Alicia Berenson, otuz üç yaşında, kocasını suratına beş kez ateş ederek öldürdü. Sonrasında tek kelime bile konuşmadı.
Adli psikoterapist Theo Faber, yıllardır kimsenin başaramadığını başarıp Alicia’yı konuşturabileceğinden emin. Ama olur da başarırsa, gerçeği duymak isteyecek mi?

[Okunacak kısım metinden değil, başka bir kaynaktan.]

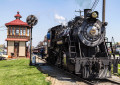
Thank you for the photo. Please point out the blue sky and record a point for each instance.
(45, 10)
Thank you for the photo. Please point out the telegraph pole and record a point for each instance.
(31, 46)
(32, 21)
(103, 12)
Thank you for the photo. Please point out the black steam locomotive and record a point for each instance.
(80, 46)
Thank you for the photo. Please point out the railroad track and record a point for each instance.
(77, 78)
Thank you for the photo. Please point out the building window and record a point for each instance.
(12, 30)
(24, 31)
(20, 31)
(17, 31)
(27, 32)
(9, 31)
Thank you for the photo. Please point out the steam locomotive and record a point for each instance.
(80, 46)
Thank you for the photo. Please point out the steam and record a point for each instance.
(84, 3)
(60, 19)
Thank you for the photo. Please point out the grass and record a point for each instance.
(18, 72)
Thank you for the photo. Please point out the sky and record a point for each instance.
(52, 12)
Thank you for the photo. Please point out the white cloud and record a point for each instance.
(59, 17)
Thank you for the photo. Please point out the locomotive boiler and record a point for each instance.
(80, 46)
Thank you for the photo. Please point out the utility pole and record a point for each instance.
(79, 12)
(32, 21)
(31, 46)
(103, 12)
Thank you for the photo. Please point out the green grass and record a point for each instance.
(18, 72)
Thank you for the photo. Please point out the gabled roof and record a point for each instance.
(17, 21)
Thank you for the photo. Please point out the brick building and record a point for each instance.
(18, 33)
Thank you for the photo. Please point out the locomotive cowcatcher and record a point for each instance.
(80, 47)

Kocası Gabriel ile harika bir evliliği varmış gibi görünen ünlü ressam Alicia bir gün sandalyeye bağlanmış ve defalarca ateş edilerek öldürülmüş kocasının başında kanlar içinde dikilirken bulunur. O günden sonra da konuşmayı bırakır. Grove isimli bir psikiyatri hastanesine yatırılır. Alicia’nın vakasını bir nevi takıntı haline getiren psikoterapist kahramanımız Theo Faber, kadının neden konuşmadığını çözmek için Grove’da çalışmaya başlar. Elbette burada kalmaz ve ‘bir yerlerde bir travma olmalı’ diyerek kadının geçmişini de yetkisizce araştırmaya başlar. Kendi eşiyle de problemleri olduğu için Alicia ile birlikte Theo’nun da psikolojisi bizim için mesele haline gelecektir. Peki Gabriel’i gerçekten Alicia mı öldürmüştür, yoksa Alicia aslında suçsuz mudur?

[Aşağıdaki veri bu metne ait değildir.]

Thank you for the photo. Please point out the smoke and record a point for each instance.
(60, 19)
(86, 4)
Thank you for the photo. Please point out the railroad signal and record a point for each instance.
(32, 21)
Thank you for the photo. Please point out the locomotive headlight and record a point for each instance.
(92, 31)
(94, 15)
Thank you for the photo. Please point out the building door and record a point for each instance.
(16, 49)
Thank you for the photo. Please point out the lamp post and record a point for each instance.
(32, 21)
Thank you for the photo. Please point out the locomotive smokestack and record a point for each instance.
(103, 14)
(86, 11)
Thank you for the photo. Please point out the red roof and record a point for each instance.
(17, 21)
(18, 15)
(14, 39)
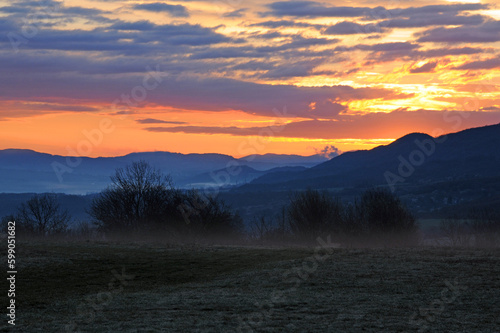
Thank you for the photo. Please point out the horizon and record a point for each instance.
(238, 78)
(323, 153)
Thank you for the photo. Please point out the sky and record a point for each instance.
(107, 78)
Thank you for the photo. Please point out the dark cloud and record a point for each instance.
(190, 93)
(389, 125)
(174, 10)
(487, 32)
(434, 20)
(481, 64)
(236, 13)
(351, 28)
(316, 9)
(426, 68)
(441, 52)
(158, 121)
(286, 24)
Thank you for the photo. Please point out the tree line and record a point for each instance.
(142, 202)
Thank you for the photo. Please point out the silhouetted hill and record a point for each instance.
(29, 171)
(413, 159)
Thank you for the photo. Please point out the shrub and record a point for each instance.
(42, 216)
(312, 213)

Alicia’nın neden konuşmadığıyla ilgili gayet iyi bir ‘twist’ içeriyor bu roman. Sosyal medyada “Ay ben ne olduğunu kitabın yarısında anladım,” diyenler gördüm, şaşırdım. Vallahi bravo, ben hiç anlamadım, sonunu da beğendim.

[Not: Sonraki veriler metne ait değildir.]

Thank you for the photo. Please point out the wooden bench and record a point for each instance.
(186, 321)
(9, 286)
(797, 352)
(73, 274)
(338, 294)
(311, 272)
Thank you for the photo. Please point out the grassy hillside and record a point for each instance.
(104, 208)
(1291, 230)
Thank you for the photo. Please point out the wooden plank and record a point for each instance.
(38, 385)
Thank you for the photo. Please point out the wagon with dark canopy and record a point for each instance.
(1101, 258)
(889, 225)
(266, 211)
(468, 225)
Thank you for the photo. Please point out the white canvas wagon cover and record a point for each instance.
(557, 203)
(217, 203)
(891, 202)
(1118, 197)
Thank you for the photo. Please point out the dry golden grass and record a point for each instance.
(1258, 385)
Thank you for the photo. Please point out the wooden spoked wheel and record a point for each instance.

Trendeki Kız ve Kayıp Kız gibi metropol sakinlerinin evlilik buhranlarından yola çıkan cinai gerilimler, polisiyede yeni bir alt tür oluşturuyor. Bu kitabı da oraya koyabiliriz.
Psikiyatri hastanesinde Alicia ile husumeti olan saldırgan ve sıkıntılı hastanın Elif isminde bir Türk kızı olduğunu da dip not olarak düşeyim.
İlk bölümden itibaren sürükleyici, merak ettirici, kaliteli bir polisiye. Ben çok beğendim. 2019’dan bu yana halen filme uyarlanmamış olması şaşırtıcı. Brad Pitt’in yapım stüdyosu bir uyarlama üzerinde çalışıyormuş diye bir rivayet var. Bakalım.